Saindo deste quarto, encontrava-se à esquerda uma despensa e, em frente, o corredor na sua recta final, liso à esquerda e com três portas à direita, indo desembocar numa ampla cozinha.

Revi-me, em pequeno, jogando a bola naquele longo corredor. O primeiro quarto à direita era ocupado por visitas, seguindo-se a casa de banho e ao fundo o meu quarto. Como póde caber tanta coisa e haver tantos sonhos num espaço tão pequeno! Foi o meu mundo! Um lavatório antigo, um divã e uma mesinha de cabeceira, com uma pequena telefonia verde-clara que comprara em segunda mão... Encostada à parede, à entrada, uma estante onde se foram juntando os meus livros... Ali se desenvolveu o meu gosto pelas leituras e pela escrita.
A cozinha era a única divisão sem janela, mas contígua à marquise que tinha duas e ainda uma porta que dava para a escada de serviço.
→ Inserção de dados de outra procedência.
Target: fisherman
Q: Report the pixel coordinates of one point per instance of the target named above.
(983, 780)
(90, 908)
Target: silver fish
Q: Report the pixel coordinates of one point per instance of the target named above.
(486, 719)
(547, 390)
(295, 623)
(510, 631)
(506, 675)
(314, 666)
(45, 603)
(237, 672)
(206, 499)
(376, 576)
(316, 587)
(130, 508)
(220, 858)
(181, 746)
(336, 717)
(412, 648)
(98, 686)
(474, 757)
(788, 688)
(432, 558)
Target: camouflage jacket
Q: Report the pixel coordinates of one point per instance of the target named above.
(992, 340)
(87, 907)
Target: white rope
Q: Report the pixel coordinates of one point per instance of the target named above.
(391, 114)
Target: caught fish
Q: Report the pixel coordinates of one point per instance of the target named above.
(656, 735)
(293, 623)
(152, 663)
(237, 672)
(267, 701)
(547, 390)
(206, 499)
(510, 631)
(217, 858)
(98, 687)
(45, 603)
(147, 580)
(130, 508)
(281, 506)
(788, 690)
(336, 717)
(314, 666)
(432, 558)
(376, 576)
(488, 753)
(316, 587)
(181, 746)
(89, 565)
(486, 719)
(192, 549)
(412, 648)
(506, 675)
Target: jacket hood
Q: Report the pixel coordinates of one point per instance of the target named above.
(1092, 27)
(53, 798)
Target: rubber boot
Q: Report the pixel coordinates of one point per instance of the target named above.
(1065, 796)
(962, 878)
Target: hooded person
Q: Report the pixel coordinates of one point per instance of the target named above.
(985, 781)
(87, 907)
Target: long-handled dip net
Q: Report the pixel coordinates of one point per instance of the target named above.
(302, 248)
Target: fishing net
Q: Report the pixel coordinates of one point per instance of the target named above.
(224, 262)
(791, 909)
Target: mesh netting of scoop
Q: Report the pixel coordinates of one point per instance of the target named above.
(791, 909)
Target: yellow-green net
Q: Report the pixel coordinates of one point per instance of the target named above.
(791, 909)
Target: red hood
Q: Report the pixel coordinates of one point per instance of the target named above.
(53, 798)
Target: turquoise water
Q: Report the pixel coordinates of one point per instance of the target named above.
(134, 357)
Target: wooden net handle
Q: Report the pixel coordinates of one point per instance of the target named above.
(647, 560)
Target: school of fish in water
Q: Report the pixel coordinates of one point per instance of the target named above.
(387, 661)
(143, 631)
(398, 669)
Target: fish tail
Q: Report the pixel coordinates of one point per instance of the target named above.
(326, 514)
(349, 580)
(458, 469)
A parede da direita estava inteiramente ocupada por armários e pelo lava-loiça. Em frente, a chaminé e, ao centro, uma grande mesa e várias cadeiras. O frigorífico e a televisão só apareceriam muitos anos mais tarde.
Na marquise, um pequeno WC que servia igualmente para os despejos da cozinha. De uma das janelas, junto ao tanque de lavar roupa, via-se uma garagem e uma vivenda onde habitavam freiras. Nunca percebi quem eram e o que ali faziam, pois uma grande nespereira tapava tudo o que se passava em baixo. Da outra janela, para além das arrecadações e de dois quintais, viam-se as traseiras de vários prédios e vivendas. A escada das traseiras destinava-se sobretudo a fornecedores e pedintes.
Cansado como estava naquela noite, acabei por adormecer...

Pensei muitas vezes em ir ver, com os meus próprios olhos, o estado em que o prédio tinha ficado, mas o tempo foi passando. Só um ano depois, e porque tive de visitar um amigo gravemente doente que habitava naquela zona da cidade, me dirigi ao local. O prédio já lá não estava. Tinha sido demolido. Um tapume de madeira escondia o estaleiro duma obra. Era domingo e ninguém estava a trabalhar. Aproximei-me e tentei espreitar. Escutei então o som de um violão, de onde saía uma melodia que já não ouvia há muitos anos. Espreitei melhor e vi o homem que o dedilhava. Bati com os nós dos dedos no tapume e chamei-o:
- O senhor pertence aqui? Sabe dizer-me há quanto tempo o prédio foi demolido?
- Sou filho dos porteiros do antigo prédio e agora pagam-me para guardar a obra à noite e aos domingos...
- Bernardino?
O homem olhou surpreendido, sem entender como um desconhecido podia saber o seu nome.
- Sou o Rodrigo do 4º Esq., com quem partilhavas todas as semanas a leitura do «Mosquito», recordas-te? Adorava também ouvir-te tocar violão. Tocavas tão bem! E tocas ainda pelo que ouvi...
E ali ficámos os dois, contando as nossas vidas e desfiando recordações. O prédio tinha sido demolido há dois meses, depois do senhorio ter negociado com os inquilinos a liberação do mesmo. Em breve surgiria um novo edifício.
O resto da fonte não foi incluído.